Du Parquet appointed Goursolas Lieutenant General of the island on 22 November 1653.

==Acting governor (1658)==

Du Parquet died in Saint-Pierre on 3 January 1658 aged 52.
After his death his wife Marie Bonnard du Parquet took charge of the island as regent in the name of her oldest son, Dyel d'Esnambuc.
François de Loubière, who had married du Parquet's cousin, was appointed guardian of his children.
A struggle began between two factions on the island, the Parisians led by Maubray and the Normans led by Plainville.
Plainville was named procureur-syndic on 22 July 1658.
While Maubray was absent in Antigua, Plainville arrested and imprisoned Mme du Parquet.
Goursolas presided over an assembly on 6 August 1658 in which various supporters of the Parisians were removed from office.
Goursolas and Plainville signed the minutes of this meeting.
After Mme du Parquet agreed to renounce the government, she was freed and restored to her property.
Goursolas was in effect governor.

In September 1658 Goursolas formed a force of 600 militiamen to eliminate the last Island Caribs from the northern Capesterre region of the island.
200 were carried by sea in five ships under François de Loubière, 200 advanced by land around Mount Pelée and 200 by Morne des Gommiers.
The Caribs were soon defeated by the overwhelming French forces and fled towards Dominica and Saint Vincent.
Their villages were burned, and de Loubière built a small fort on the north coast of Martinique to block their return.
Many of the soldiers received land in return for their services and went on to found sugarcane plantation dynasties.
The campaign was a decisive event in establishing full French control over the island.

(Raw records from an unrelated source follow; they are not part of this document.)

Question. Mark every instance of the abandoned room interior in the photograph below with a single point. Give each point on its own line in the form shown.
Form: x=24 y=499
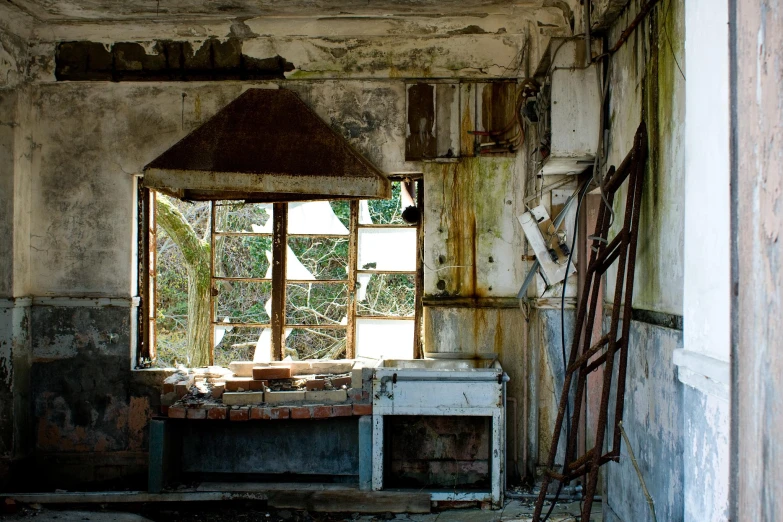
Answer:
x=445 y=259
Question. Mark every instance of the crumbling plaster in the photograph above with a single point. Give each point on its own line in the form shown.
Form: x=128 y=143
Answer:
x=88 y=140
x=757 y=171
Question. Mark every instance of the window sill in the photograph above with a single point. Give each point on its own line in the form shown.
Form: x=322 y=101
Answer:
x=703 y=372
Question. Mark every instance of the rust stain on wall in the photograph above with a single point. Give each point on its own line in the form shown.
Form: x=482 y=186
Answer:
x=139 y=415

==Later career (1658–64)==

On 15 September 1658 the King appointed du Parquet's son Governor and Lieutenant General of Martinique and Saint Lucia, with his uncle Adrien Dyel, sieur de Vaudroques to act in his place until he reached the age of 20.
Goursolas was named Major and Lieutenant General of Martinique on 22 November 1658.
Adrien Dyel died on 24 October 1662, and Goursolas served as interim governor until 1663, when he was replaced by Jean Dyel de Clermont.
Médéric Rolle de Goursolas died in 1664.
A census of families on Martinique in 1664 listed Madmoiselle Jeanne Herault (38), widow of the deceased Médéry Rolle, Escuyer, Sieur de Gourselas (Médéric Rools de Gourselas), and her children Émond Rolle (7), Adrien Rolle (6), Louis Rolle (5) and Madeleine Rolle (11 months).
His wife died in Fort Royal on 15 April 1697.